One Year Ago

Spring                                                                                   Maiden Moon

Had blood drawn yesterday for my third post surgery PSA. Right now they come every quarter, routine surveillance. The first two have showed .015 which is the clinical equivalent of none. Since the results have followed the best hoped for pattern, I’m experiencing no anxiety about them.

Today is my second annual physical with Dr. Lisa Gidday. This physical revisits a key moment from cancer season. The start of the season. It was last year at my first physical in Colorado when Dr. Gidday found a suspicious hardness in my prostate. I count cancer season as having begun with that physical on April 14th and ending in late September with my first follow up PSA.

It was a short time compared to my image of what cancer is typically like. It went: initial suspicion, see urologist who confirmed Gidday’s finding, biopsy, diagnosis, decision on treatment, surgery, recovery, first PSA after surgery. All this in six months.

There is the question of a cure. Does this mean I have no more prostate cancer? Did the end of cancer season mean the end of the cancer threat? No, it does not. Things look good, very good, but the clinical reality is that a few cancerous prostate cells could have escaped and are dormant right now. My gut says no, that is not the case. I feel rid of the traitorous bastards.

In fact, I feel very healthy right now. Yes, I have this damned knee, lower back and shoulder, but they’re nuisance level. Yes, I have chronic kidney disease, but it seems stable. In fact the numbers that gauge its severity actually improved in my last blood work done in October. Yes, I have insomnia, but it’s just one of those damned things.

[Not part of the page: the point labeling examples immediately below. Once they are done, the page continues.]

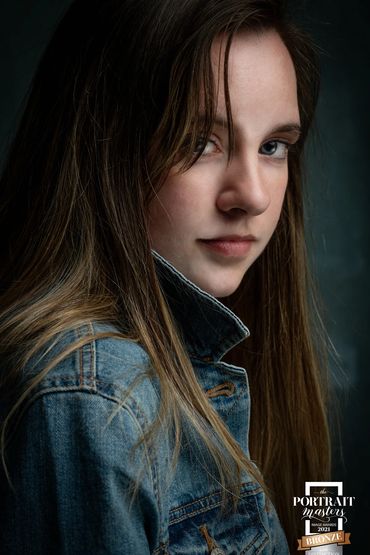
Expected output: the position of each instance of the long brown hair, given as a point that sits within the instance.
(113, 103)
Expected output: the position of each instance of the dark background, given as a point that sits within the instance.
(338, 217)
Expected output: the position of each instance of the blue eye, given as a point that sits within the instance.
(275, 149)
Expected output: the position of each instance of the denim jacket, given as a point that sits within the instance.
(71, 460)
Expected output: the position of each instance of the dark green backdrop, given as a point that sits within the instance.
(338, 190)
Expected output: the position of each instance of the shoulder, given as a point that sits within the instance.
(97, 359)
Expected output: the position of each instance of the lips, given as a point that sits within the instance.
(230, 245)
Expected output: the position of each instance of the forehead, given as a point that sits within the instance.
(261, 77)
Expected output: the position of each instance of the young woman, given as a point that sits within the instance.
(152, 194)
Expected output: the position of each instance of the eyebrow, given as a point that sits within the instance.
(289, 127)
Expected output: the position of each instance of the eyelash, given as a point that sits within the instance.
(286, 145)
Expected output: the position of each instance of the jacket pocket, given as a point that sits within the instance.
(202, 527)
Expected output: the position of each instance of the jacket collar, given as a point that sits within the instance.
(209, 329)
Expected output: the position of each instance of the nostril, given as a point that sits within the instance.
(225, 389)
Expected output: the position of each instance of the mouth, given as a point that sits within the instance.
(233, 246)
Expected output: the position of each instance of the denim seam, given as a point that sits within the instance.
(244, 494)
(139, 418)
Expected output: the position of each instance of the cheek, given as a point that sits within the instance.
(173, 210)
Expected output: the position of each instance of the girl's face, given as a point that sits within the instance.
(214, 220)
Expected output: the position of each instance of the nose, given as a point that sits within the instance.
(244, 188)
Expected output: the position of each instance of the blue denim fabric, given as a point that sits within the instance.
(73, 468)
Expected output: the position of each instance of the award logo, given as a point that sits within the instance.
(324, 509)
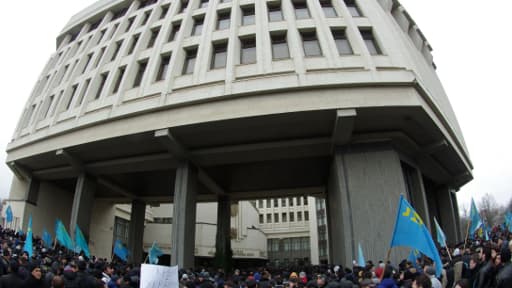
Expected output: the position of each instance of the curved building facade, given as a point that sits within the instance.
(149, 102)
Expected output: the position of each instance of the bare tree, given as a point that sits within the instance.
(490, 210)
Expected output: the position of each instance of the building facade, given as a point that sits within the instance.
(151, 102)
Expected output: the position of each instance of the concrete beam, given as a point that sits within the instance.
(343, 126)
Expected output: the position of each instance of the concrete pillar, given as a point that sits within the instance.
(136, 231)
(83, 201)
(223, 252)
(447, 214)
(184, 218)
(364, 187)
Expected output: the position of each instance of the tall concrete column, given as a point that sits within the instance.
(447, 214)
(223, 252)
(364, 187)
(136, 232)
(83, 201)
(184, 218)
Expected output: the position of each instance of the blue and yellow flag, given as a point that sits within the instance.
(475, 219)
(441, 238)
(8, 214)
(120, 251)
(47, 238)
(410, 231)
(28, 240)
(61, 234)
(81, 244)
(360, 257)
(154, 253)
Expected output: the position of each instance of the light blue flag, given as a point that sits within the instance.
(120, 251)
(475, 219)
(81, 244)
(61, 234)
(441, 238)
(28, 240)
(410, 231)
(8, 214)
(360, 257)
(154, 253)
(47, 238)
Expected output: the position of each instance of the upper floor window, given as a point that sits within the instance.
(248, 17)
(301, 9)
(274, 12)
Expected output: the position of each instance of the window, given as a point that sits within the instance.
(84, 90)
(203, 3)
(342, 43)
(370, 42)
(140, 73)
(223, 19)
(352, 8)
(219, 55)
(116, 50)
(145, 18)
(129, 25)
(153, 37)
(183, 6)
(119, 78)
(48, 106)
(175, 29)
(248, 17)
(99, 57)
(135, 39)
(248, 50)
(165, 10)
(310, 43)
(329, 11)
(103, 79)
(164, 66)
(190, 61)
(301, 9)
(71, 96)
(198, 26)
(279, 46)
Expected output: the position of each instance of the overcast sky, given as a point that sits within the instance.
(472, 50)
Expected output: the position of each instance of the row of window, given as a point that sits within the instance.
(274, 202)
(285, 217)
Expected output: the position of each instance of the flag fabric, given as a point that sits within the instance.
(81, 243)
(360, 257)
(410, 231)
(8, 214)
(441, 238)
(47, 238)
(61, 234)
(120, 251)
(28, 240)
(474, 217)
(154, 253)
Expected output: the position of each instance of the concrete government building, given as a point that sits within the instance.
(226, 102)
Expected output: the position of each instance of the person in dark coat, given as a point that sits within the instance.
(13, 279)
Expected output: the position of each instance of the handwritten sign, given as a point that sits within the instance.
(155, 276)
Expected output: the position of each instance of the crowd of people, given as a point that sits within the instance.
(473, 264)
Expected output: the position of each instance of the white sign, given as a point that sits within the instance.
(155, 276)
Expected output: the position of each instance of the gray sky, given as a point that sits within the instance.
(471, 45)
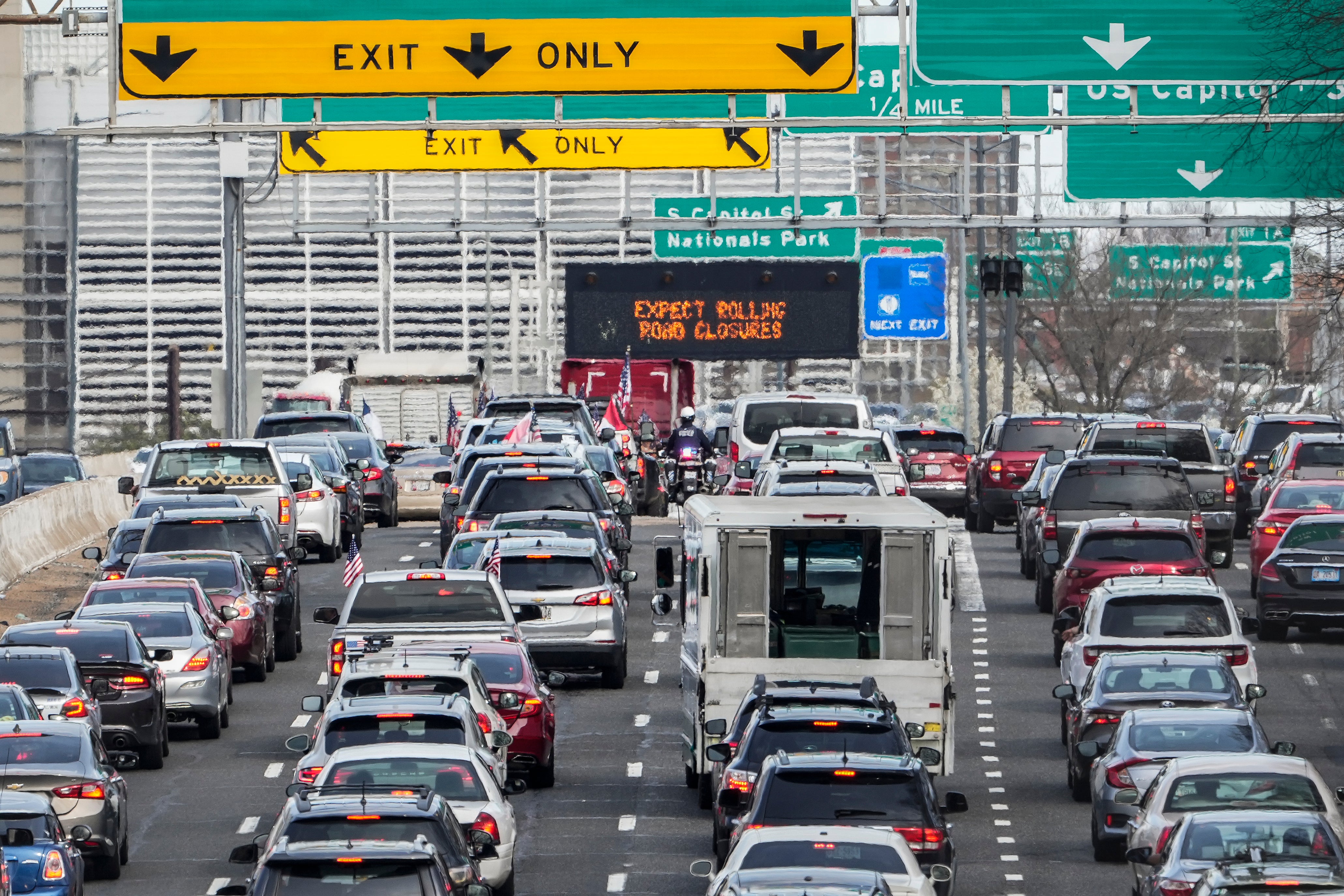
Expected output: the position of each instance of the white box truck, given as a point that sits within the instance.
(828, 589)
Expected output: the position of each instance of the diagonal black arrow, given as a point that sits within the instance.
(163, 62)
(734, 136)
(478, 60)
(299, 141)
(510, 139)
(811, 57)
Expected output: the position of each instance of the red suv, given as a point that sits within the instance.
(1007, 456)
(523, 698)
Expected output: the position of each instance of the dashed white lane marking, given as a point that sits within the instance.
(969, 594)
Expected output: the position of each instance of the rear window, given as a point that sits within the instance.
(1187, 447)
(214, 467)
(845, 796)
(1121, 487)
(1244, 790)
(450, 778)
(1191, 738)
(39, 750)
(89, 645)
(1041, 436)
(394, 727)
(425, 601)
(209, 574)
(243, 536)
(761, 419)
(1164, 617)
(1271, 436)
(509, 495)
(1140, 547)
(549, 573)
(795, 854)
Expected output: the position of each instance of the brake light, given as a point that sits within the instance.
(487, 823)
(199, 661)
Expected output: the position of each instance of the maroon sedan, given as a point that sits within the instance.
(526, 703)
(228, 582)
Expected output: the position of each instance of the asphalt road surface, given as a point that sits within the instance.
(620, 817)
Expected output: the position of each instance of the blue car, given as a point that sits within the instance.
(38, 858)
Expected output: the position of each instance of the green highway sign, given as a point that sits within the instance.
(1050, 42)
(879, 95)
(775, 240)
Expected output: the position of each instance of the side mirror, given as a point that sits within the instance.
(718, 753)
(702, 868)
(245, 855)
(664, 567)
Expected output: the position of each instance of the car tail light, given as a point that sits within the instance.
(199, 661)
(92, 790)
(487, 823)
(595, 598)
(53, 868)
(923, 840)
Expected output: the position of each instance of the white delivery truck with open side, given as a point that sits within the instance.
(827, 589)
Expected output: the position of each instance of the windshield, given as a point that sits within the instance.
(1244, 790)
(1144, 547)
(761, 419)
(394, 727)
(46, 471)
(549, 573)
(831, 448)
(1041, 436)
(1164, 679)
(214, 467)
(244, 536)
(1260, 840)
(1123, 487)
(1191, 737)
(539, 493)
(1271, 436)
(795, 854)
(209, 574)
(849, 796)
(425, 601)
(1316, 536)
(450, 778)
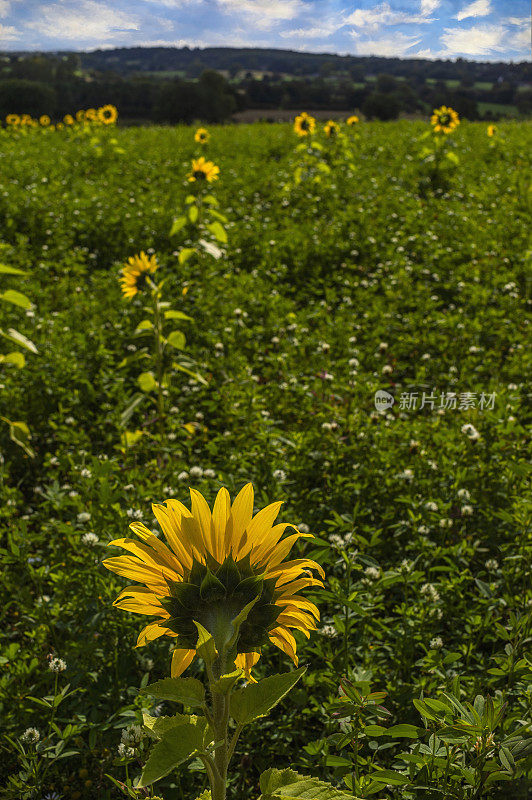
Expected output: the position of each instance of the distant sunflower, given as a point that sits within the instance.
(135, 272)
(108, 114)
(202, 136)
(331, 129)
(444, 120)
(213, 566)
(304, 124)
(203, 170)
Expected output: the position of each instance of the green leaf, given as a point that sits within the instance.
(185, 254)
(145, 325)
(177, 225)
(17, 298)
(388, 776)
(409, 731)
(128, 411)
(5, 270)
(224, 684)
(176, 315)
(147, 382)
(20, 434)
(188, 691)
(210, 248)
(18, 338)
(276, 783)
(158, 726)
(217, 229)
(176, 339)
(17, 359)
(176, 746)
(205, 647)
(255, 700)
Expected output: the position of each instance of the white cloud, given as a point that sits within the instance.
(8, 33)
(478, 8)
(263, 14)
(428, 6)
(392, 46)
(86, 21)
(480, 40)
(383, 14)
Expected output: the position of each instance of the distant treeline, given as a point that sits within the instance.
(182, 85)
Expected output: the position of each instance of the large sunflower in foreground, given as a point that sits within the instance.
(444, 120)
(213, 565)
(304, 124)
(135, 272)
(203, 170)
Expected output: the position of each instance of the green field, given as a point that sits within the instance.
(371, 272)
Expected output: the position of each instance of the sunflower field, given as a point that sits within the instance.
(266, 528)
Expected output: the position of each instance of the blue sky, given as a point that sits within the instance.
(485, 30)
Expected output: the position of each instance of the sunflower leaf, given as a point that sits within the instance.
(175, 746)
(276, 784)
(257, 699)
(188, 691)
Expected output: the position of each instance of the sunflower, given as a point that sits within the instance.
(202, 136)
(304, 124)
(135, 272)
(203, 170)
(213, 566)
(444, 120)
(331, 129)
(108, 114)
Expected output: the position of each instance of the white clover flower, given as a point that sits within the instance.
(57, 665)
(470, 431)
(373, 573)
(31, 736)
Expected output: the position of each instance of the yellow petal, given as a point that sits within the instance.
(202, 515)
(181, 659)
(151, 632)
(220, 515)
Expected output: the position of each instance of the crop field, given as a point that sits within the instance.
(343, 323)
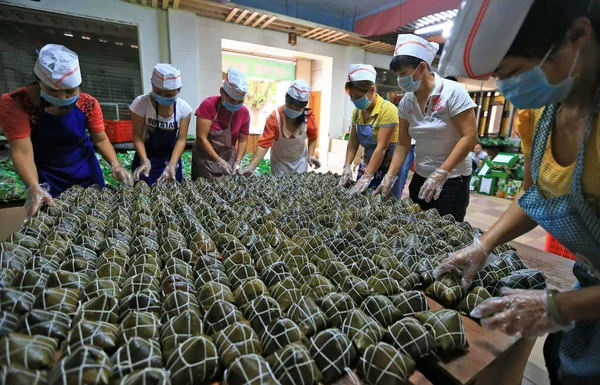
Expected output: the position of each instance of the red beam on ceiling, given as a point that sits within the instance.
(395, 17)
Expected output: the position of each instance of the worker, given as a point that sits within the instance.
(439, 114)
(374, 126)
(160, 126)
(47, 125)
(222, 129)
(556, 67)
(478, 156)
(286, 132)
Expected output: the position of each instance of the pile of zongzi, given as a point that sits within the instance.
(258, 280)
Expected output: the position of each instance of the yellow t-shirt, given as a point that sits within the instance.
(384, 114)
(555, 180)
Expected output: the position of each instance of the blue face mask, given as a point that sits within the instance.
(57, 101)
(292, 114)
(163, 101)
(408, 84)
(531, 89)
(232, 107)
(362, 103)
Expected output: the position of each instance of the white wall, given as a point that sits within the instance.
(378, 60)
(334, 117)
(145, 18)
(183, 53)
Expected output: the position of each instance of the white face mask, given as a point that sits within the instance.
(408, 84)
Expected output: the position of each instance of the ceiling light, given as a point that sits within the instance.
(433, 28)
(447, 29)
(292, 39)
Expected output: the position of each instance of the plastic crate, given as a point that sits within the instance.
(554, 247)
(119, 131)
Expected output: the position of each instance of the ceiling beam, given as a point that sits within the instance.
(335, 38)
(241, 16)
(318, 35)
(327, 35)
(250, 18)
(231, 14)
(266, 24)
(260, 19)
(311, 32)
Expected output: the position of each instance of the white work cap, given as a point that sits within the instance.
(415, 46)
(58, 67)
(235, 85)
(299, 90)
(481, 36)
(166, 77)
(359, 72)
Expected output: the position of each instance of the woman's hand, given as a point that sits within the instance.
(120, 174)
(224, 167)
(432, 188)
(314, 162)
(386, 185)
(346, 175)
(362, 184)
(169, 173)
(143, 169)
(468, 261)
(36, 196)
(519, 312)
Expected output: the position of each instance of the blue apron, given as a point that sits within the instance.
(63, 152)
(369, 143)
(159, 147)
(573, 357)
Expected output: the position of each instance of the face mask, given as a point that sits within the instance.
(232, 107)
(362, 103)
(292, 114)
(531, 89)
(57, 101)
(164, 101)
(408, 84)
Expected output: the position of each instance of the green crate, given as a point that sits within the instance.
(487, 185)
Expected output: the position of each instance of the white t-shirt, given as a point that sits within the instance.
(143, 106)
(433, 129)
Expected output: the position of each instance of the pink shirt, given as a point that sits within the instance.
(240, 122)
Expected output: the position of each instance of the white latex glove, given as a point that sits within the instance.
(432, 188)
(386, 185)
(346, 175)
(169, 173)
(143, 169)
(468, 261)
(36, 196)
(120, 174)
(224, 167)
(362, 184)
(314, 162)
(518, 312)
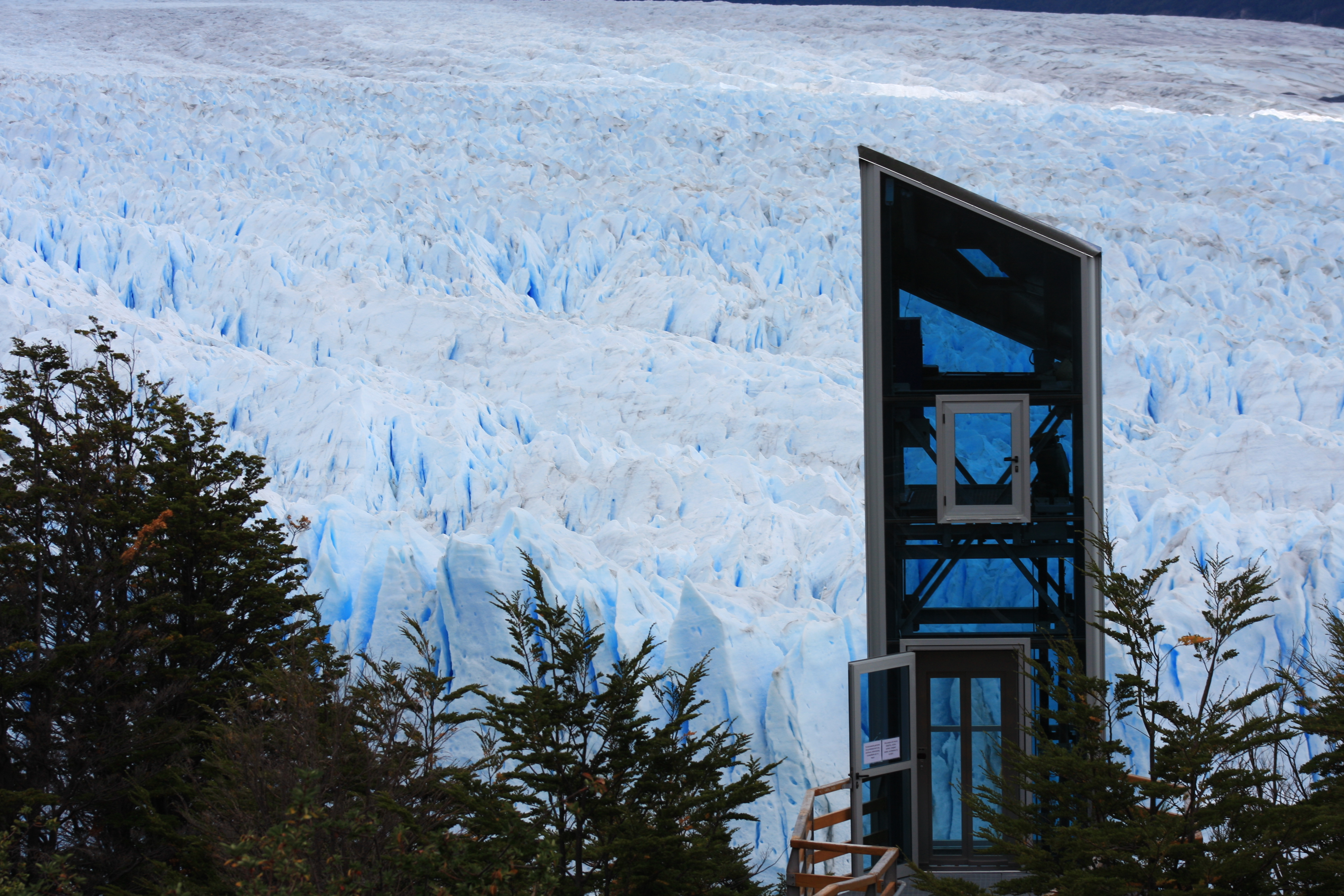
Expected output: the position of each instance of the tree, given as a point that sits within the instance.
(1086, 825)
(627, 802)
(140, 589)
(336, 784)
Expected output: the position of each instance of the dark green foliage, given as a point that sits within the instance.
(1086, 828)
(629, 804)
(139, 590)
(334, 784)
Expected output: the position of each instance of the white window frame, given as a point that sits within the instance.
(1019, 510)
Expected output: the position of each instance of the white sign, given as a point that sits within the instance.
(877, 752)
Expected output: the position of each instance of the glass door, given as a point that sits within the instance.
(882, 754)
(967, 706)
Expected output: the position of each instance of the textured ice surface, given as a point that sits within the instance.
(584, 279)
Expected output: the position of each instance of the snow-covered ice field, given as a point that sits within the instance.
(584, 279)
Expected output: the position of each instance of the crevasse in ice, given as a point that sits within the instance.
(584, 279)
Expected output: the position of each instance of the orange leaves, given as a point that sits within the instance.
(159, 524)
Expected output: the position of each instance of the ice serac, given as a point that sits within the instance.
(584, 280)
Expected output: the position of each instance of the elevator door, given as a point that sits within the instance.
(967, 708)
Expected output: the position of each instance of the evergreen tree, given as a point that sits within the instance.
(336, 784)
(1088, 828)
(140, 588)
(627, 802)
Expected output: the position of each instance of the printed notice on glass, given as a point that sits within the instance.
(877, 752)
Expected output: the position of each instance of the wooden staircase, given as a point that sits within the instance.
(805, 855)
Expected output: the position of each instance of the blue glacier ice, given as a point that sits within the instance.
(584, 279)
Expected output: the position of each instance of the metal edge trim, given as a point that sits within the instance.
(978, 203)
(873, 412)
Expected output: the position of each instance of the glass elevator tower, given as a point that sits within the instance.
(983, 461)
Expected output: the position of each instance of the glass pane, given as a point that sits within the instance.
(983, 442)
(987, 702)
(953, 343)
(884, 726)
(945, 770)
(1052, 468)
(945, 702)
(987, 759)
(914, 483)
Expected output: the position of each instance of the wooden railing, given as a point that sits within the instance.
(805, 855)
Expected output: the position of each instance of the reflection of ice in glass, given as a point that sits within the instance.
(987, 702)
(945, 765)
(945, 762)
(945, 702)
(956, 344)
(986, 712)
(864, 707)
(987, 759)
(983, 441)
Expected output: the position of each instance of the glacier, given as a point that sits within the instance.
(584, 279)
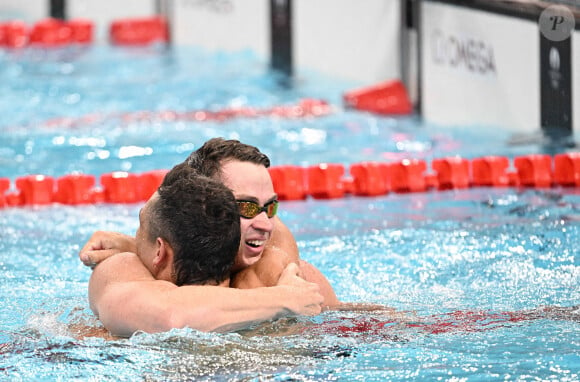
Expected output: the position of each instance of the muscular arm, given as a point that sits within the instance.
(281, 251)
(126, 298)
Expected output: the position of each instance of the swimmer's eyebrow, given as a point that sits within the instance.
(255, 200)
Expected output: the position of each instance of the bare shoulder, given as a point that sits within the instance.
(125, 266)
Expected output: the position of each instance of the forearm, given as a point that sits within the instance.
(228, 309)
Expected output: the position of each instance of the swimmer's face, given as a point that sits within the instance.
(249, 181)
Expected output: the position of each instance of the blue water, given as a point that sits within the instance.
(460, 264)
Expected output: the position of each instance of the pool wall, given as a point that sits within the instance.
(494, 66)
(477, 63)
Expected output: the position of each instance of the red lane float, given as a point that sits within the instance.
(13, 34)
(48, 32)
(139, 31)
(322, 181)
(75, 189)
(384, 98)
(490, 171)
(452, 172)
(567, 169)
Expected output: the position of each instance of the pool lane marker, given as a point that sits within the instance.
(321, 181)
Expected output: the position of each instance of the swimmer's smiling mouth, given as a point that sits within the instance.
(255, 243)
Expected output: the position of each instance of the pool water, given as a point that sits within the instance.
(470, 270)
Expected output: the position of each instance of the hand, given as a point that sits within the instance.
(305, 297)
(104, 244)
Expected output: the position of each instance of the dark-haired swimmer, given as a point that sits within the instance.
(267, 246)
(184, 249)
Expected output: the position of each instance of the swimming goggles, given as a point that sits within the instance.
(249, 209)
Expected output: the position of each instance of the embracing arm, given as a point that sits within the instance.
(126, 298)
(103, 244)
(281, 251)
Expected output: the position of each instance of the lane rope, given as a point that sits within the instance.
(320, 181)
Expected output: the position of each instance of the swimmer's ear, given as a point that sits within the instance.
(164, 255)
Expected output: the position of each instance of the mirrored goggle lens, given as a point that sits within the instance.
(250, 210)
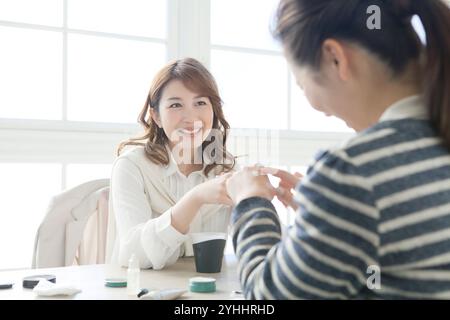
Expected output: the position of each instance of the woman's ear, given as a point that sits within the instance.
(155, 117)
(337, 56)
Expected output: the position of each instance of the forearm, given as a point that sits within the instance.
(256, 230)
(185, 210)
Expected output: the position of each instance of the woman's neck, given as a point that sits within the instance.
(188, 162)
(386, 94)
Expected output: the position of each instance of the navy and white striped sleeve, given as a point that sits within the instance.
(326, 253)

My point here is that aging means an accumulation (for most of us) of chronic conditions. We can choose to focus on those as ongoing problems, become obsessive about them and drown ourselves in anxiety or we can recognize their inevitability and, if not embrace them, at least accept them with grace. Most of the time.

The anxiety is unnecessary. That is the point of Yama, the Tibetan deity. To worship Yama we envision our own death, see it coming, embrace its part in our story. When we can truly accept the reality of our own death, anxiety about what may deliver it to us becomes redundant. We may not know the particulars, but we do know the outcome of our life. It’s the same for all of us.